*This dates Registry from 1758, briefly writes about the history of the Black Church in America. This institution which was the first source of land ownership for slaves in America (with the human character of black people) is viewed as the reason and savior of oppressed African people in the United States. During the decades of slavery in America, slave associations were a constant source of concern to slave owners. For many members of white society, Black religious meetings symbolized the ultimate threat to white existence. Nevertheless, African slaves established and relied heavily on their churches. Religion offered a means of catharsis... Africans retained their faith in God and found refuge in their churches. However, white society was not always willing to accept the involvement of slaves in Christianity. As one slave recounted "the white folks would come in when the colored people would have prayer meeting, and whip every one of them. Most of them thought that when colored people were praying it was against them”...
In essence, the term "the Black Church" is a misnomer. It implies that all Black churches share or have shared the same aspirations and strategies for creating cohesive African-American communities. This is not true, and there were numerous differences found among Black communities which were reflected within their community churches. Black communities differed from region to region. They were divided along social lines, composed of persons from different economic levels, and maintained varying political philosophies. Black communities in the inner cities of the United States have traditionally differed from those in rural areas, etc. In The Negro Church in America, the sociologist E. Franklin Frazier noted, "Methodist and Baptist denominations were separate church organizations based upon distinctions of color and what were considered standards of civilized behavior...
Services: With the division of congregations came the development of a distinct religious observance combining elements of African ritual, slave emotionalism, southern suffering, and individual eloquence.
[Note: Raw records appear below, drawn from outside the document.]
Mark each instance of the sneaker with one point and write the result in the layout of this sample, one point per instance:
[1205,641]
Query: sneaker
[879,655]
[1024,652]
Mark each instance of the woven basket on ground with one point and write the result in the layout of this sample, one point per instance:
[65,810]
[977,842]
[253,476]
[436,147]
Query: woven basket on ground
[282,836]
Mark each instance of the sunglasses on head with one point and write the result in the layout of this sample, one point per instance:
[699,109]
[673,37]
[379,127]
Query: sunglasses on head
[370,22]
Working-class Baptist and Methodist church services fused African and European forms of religious expression to produce a unique version of worship that reflected the anguish, pain, and occasional elation of nineteenth-century black life in the United States. Such services usually involved a devotional prayer provided by a leading member of the church, singing by the congregation and choir, and the minister's sermon. The prayer would request a powerful God to ease the earthly burden of the congregation and would be enhanced by the congregation's response, an expression of agreement with the words "Yes, Lord," "Have mercy, Lord," and "Amen."
After the prayer the congregation typically showed their devotion through song. Even if a formal choir existed, all the members of the congregation would be expected to participate. Occasionally an individual member outside the choir would stand up and lead the house in song. By the turn of the century, most southern black church choirs had assumed the responsibility for presenting the hymns, but the "call and response" tradition continues today.
The third element in a classic black service was the minister's sermon. Building on the long tradition of slave preachers and "exhorters," many ministers employed all the drama and poetry at their command, injecting vivid imagery and analogy into their biblical accounts conveying understanding of the rewards of righteousness and the wages of sin. Not every minister was capable of eliciting such a response. But those ministers who did avoid "emotion without substance" and stirred their congregations to strive for a more profound faith and more righteous way of living in a world of adversity provided spiritual guidance for a people whose faith and capacity for forgiveness was tested daily. For these people the black church was indeed "a rock in a weary land.
Nineteenth-century black churches ministered to the needs of the soul and served a host of secular functions, which placed them squarely in the center of black social life...
Yes, thank you sister Jen. Interesting to me especially was where the National Baptist Convention, USA fits in as that is the affiliation of my church.
Guys thanks for the comments to the blog. There is more than what I included in the blog at the web link. Just click it to find out more about the different organizations that formed.
..."In 1886 blacks organized the National Baptist Convention, in a continued attempt to reduce the influence of white national bodies among blacks. As the number of Baptist churches grew, they met regularly in regional conventions that then evolved into statewide and national organizations. By 1895 the various Baptist associations had formed the National Baptist Convention of America, representing 3 million African American Baptists, primarily in the South.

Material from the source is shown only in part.